Румыния, Венгрия, Германия, Чехословакия — куда меня только не заносило. А 8 мая, в день моего рождения, как подарок, война закончилась.
Но оказалось, что не для всех.
«Куда едем?» — спрашивали мы начальство, когда колонну отправили в глубь страны. «В Москву, отдыхать», — посмеивались офицеры.
И действительно, добрались до Москвы. День стоим, два, три... Такой отдых, понимаете, как-то не очень радовал. Но неопределенность длилась недолго: погрузили наши машины на платформы и отправили на Дальний Восток. Добрались до монгольского города Чойбалсана, а дальше железнодорожного пути нет. Что ж, не привыкать, — сели за руль и своим ходом преодолели 2 тысячи километров до Хинганского хребта. Дальше хуже: с гор стекает вода, не проехать. Опять за топоры, рубили деревья и мостили дорогу. Но дошли до места, где ни шанцевый инструмент, ни самый мощный буксир не поможет, — голые скалы. Тогда машины погрузили на лебедки и переправили через хребет. И сразу в бой, отдыхать было некогда. В первый же день из тринадцати танкеток в расположение части вернулась лишь одна. Тяжелые танки тоже атаковали без малейшего успеха. Японцы закопались в гранитных горах и были неуязвимы.
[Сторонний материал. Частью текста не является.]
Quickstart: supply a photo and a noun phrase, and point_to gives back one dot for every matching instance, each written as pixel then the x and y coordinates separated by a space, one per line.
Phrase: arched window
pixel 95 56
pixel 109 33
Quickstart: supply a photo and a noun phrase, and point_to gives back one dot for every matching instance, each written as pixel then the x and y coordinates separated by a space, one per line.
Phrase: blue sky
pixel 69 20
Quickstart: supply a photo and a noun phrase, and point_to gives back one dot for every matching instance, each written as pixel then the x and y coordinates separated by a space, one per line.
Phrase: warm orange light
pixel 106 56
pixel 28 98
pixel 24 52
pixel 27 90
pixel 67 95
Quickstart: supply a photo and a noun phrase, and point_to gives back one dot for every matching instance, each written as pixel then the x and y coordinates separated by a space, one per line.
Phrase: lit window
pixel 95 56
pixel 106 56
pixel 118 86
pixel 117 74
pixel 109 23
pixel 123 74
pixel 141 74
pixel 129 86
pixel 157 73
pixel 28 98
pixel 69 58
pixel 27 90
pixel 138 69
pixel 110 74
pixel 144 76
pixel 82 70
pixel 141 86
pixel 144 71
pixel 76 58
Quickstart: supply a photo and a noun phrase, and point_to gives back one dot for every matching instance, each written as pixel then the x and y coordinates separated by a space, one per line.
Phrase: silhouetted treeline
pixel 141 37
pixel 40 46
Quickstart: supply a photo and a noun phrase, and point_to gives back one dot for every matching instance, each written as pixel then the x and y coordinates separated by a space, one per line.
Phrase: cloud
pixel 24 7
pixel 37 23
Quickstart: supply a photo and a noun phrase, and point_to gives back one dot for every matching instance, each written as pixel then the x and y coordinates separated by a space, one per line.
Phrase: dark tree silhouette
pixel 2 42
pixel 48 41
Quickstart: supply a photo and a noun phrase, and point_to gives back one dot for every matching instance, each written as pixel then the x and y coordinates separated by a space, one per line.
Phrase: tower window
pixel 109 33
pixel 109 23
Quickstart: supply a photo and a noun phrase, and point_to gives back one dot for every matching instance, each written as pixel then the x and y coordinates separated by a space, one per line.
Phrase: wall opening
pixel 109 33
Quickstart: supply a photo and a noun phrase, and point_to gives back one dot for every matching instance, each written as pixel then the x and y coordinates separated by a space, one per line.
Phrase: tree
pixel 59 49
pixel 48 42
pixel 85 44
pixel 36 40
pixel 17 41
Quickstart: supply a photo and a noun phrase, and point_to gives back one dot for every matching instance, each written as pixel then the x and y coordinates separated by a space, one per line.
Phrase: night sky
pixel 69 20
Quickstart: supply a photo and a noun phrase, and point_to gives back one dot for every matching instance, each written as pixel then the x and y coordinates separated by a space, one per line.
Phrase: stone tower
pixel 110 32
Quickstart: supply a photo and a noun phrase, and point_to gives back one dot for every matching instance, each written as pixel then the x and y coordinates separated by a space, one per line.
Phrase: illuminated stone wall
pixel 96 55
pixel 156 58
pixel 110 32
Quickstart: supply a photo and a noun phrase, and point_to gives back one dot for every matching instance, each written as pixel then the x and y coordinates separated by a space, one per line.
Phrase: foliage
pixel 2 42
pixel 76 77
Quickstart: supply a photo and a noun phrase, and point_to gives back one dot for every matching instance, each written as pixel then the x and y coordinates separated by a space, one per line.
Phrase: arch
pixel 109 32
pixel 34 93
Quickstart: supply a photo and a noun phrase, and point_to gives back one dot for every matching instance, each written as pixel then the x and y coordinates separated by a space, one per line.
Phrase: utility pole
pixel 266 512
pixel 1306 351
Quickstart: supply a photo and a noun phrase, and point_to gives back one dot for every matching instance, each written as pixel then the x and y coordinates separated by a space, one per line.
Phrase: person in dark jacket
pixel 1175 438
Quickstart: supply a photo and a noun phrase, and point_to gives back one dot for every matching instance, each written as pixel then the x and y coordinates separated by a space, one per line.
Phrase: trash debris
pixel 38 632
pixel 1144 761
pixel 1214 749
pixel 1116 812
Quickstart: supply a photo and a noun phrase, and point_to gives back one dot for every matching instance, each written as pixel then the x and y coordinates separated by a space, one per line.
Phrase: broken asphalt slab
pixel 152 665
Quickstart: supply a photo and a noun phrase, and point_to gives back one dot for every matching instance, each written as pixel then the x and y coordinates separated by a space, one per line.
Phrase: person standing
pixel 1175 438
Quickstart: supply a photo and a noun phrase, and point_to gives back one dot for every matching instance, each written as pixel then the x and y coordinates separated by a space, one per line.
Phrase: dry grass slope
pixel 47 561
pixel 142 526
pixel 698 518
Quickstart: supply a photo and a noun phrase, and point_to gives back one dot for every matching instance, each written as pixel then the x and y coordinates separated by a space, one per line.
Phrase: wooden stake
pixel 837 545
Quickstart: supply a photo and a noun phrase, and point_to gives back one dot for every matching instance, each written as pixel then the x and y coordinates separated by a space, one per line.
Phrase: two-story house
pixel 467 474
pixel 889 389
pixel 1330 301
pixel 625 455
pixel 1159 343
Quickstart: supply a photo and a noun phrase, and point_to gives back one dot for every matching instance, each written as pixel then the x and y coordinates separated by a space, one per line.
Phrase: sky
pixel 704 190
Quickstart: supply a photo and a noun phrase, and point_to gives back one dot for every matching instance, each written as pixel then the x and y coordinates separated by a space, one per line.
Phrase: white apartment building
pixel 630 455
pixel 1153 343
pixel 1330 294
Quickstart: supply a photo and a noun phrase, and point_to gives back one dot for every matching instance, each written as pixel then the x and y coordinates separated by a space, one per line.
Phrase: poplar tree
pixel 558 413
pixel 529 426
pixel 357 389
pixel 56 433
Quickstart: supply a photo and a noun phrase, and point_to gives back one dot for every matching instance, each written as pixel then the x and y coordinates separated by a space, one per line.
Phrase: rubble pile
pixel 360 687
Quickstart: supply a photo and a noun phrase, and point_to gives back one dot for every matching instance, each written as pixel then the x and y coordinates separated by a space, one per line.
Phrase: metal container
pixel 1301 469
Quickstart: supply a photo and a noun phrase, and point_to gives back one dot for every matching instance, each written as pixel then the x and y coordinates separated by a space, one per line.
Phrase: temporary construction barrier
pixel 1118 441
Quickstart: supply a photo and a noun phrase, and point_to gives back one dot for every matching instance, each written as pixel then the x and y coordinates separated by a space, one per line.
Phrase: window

Что делать? Выход нашелся: в воздух поднялись самолеты, но не с бомбами, а с бочками с бензином. Сколько его пошло на эту операцию, не знаю, но впечатление было такое, что вся земля в округе им пропиталась. И когда началась уже настоящая бомбежка, запылало вокруг все. Это сейчас легко вспоминать, а тогда, внутри настоящего огненного ада, было страшно. Потом довелось участвовать в других боях, но этот я запомнил на всю жизнь.
Домой добирались тем же маршрутом: на лебедках через Хинганский хребет, затем своим ходом до Чойбалсана, и вдруг остановка — не грузят, и все. Заволновались ребята: неужели снова пошлют воевать? Вот повезло тем, кто уехал домой на день раньше нас! А оказалось, что предыдущий эшелон с демобилизованными диверсанты пустили под откос в Байкал. Такое вот везение.
Наконец добрался-таки я до дому. Вместо завода руины, всюду разрушения. Но жизнь кипит: люди разбирают завалы, что-то копают, расчищают, восстанавливают. Зачем искать что-то на стороне, когда рядом родное? Стал я строить завод второй раз. И снова привычное дело — возить оборудование, грузы, людей. Так и осталась у меня в трудовой книжке одна-единственная запись.